Court Opinion

ID: 4769843
Source: CourtListenerOpinion
Date Created: 2021-08-18 03:23:48.078056+00
Date Added: 2024-06-11T08:09:22.877288
License: Public Domain

STURGIS, Chief Judge
(dissenting).
While the petition for rehearing is not a model pleading under the rule and in view of the decision of the majority should be denied, it contains several grounds that in my opinion are properly presented; and I do not feel that it violates the rule to the extent that it should be stricken. That expedient should be administered only when the petition is impertinent, scurrilous, or in such substantial violation of the rule as to make it a sham pleading.
In this case the record, including the petition for certiorari and the briefs, may be searched in vain to find any issue before the lower tribunals or this court of appeal raising the questions of whether the Deputy Commissioner and the Full Commission could take judicial notice of the content of the official case record of the claim as lodged pursuant to law in the official records of the Florida Industrial Commission, and whether this court, in the absence of an assault before the Deputy Commissioner or the Full Commission upon the accuracy of recitations in their orders as to the facts disclosed by such official record, is required ■ to accept the same as true. Yet these very questions were developed sui generis by this court and clearly controlled the conclusions reached by the majority.

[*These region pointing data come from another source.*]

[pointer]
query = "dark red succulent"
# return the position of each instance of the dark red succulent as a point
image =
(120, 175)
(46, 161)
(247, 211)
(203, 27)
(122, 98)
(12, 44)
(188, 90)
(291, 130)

It is in the light of this situation that the respondent, with understandable if not technical acumen, in his petition for rehearing used the terms “the majority of the court erred” and “the court erred” in alluding to and seeking reconsideration of the majority opinion in these particulars. As a matter of semantics it might have been more appropriate to “suggest” that the court “overlooked” or “erred”, but such should not operate as cause to strike a petition for rehearing when it is the only vehicle available to seek re-examination of the court’s conclusions on self-initiated issues that necessarily came as a surprise to the pleader.
It is tweedledum and tweedledee to the patient whether the coup de grace be by way of denial of his petition for rehearing or by striking it. I would in charity give him the less bitter dose.